The researchers conducting the study also found no evidence that gyms had been the place of contraction for the 0.0023 percent of check ins that later resulted in a positive case of COVID-19. This means that the risk of infection rate in gyms could be even lower than what the study says.
"As recently as a few months ago, the data correlating fitness facility visits and mitigating risk was practically nonexistent. All that's changed – and for the better," said MXM CEO Blair McHaney. "It's become abundantly clear that the safety measures gyms, sports clubs and boutique fitness centres have in place are not only incredibly effective at keeping their membership safe, but also curbing any potential spread of COVID-19 during a time when we all need access to exercise facilities to stay healthy."
All gyms and other fitness facilities across the United States were invited to participate in this study. The participating gyms, which included big names like Planet Fitness and Anytime Fitness, kept track of their daily check-ins and the self reported COVID-19 cases of their clients. The results of the study affirmed a previous study by MXM that focused on the lack of concentrated outbreaks in gyms.
"The check-in data proves that health clubs – when following strict cleaning and safety protocols – are safe," said IHRSA interim President and CEO Brent Darden. "At IHRSA, we have a responsibility to educate and inform people that they should feel comfortable and confident going into fitness facilities throughout the country right now. The data shows that, with proper sanitization protocols in place, people can safely return to their workout routines. Working out has never been more important to help boost immunity and improve mental health. It's time to acknowledge that gyms are safe."

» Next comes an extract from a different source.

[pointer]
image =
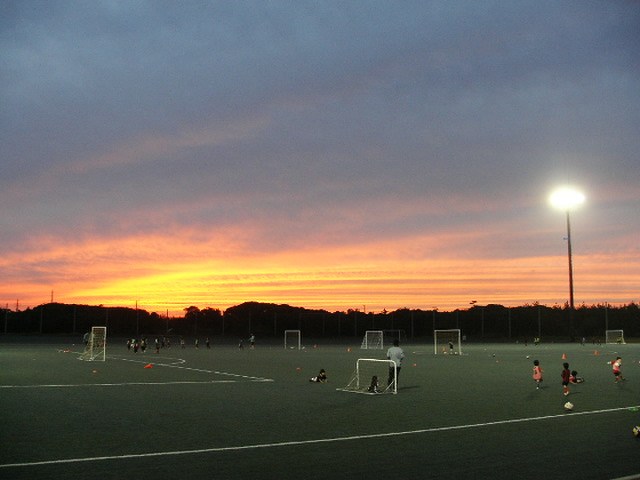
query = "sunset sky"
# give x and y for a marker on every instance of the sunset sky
(338, 155)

Health experts are saying that exercise is more important than ever in this global pandemic, and that those who live an active lifestyle are less likely to get hospitalized.
"Fitness centers are needed now more than ever to help us stay active and maintain a healthy immune system," said Robert Sallis, M.D. with Kaiser Permanente. "COVID-19 risk factors haven't changed since the pandemic began – obesity, heart disease, lung disease and diabetes put you at much higher risk for both short- and long-term complications. It's imperative that we all make real change now to stay healthy given that exercise is an essential part of life."
In Ontario, Toronto Mayor John Tory told CP24 this morning that he has asked the city’s Chief Medical Officer of Health, Dr. Eileen de Villa, to develop a guideline where gyms could reopen when the 28-day Stage 2 lockdown comes to an end, stating “there must be a way” to reopen gyms.
Tomorrow, around 200 gyms in the province of Quebec will reopen their doors, defying the government’s lockdown order. The coalition of gym owners cites the need of a healthy population during the pandemic is their motive for reopening their facilities.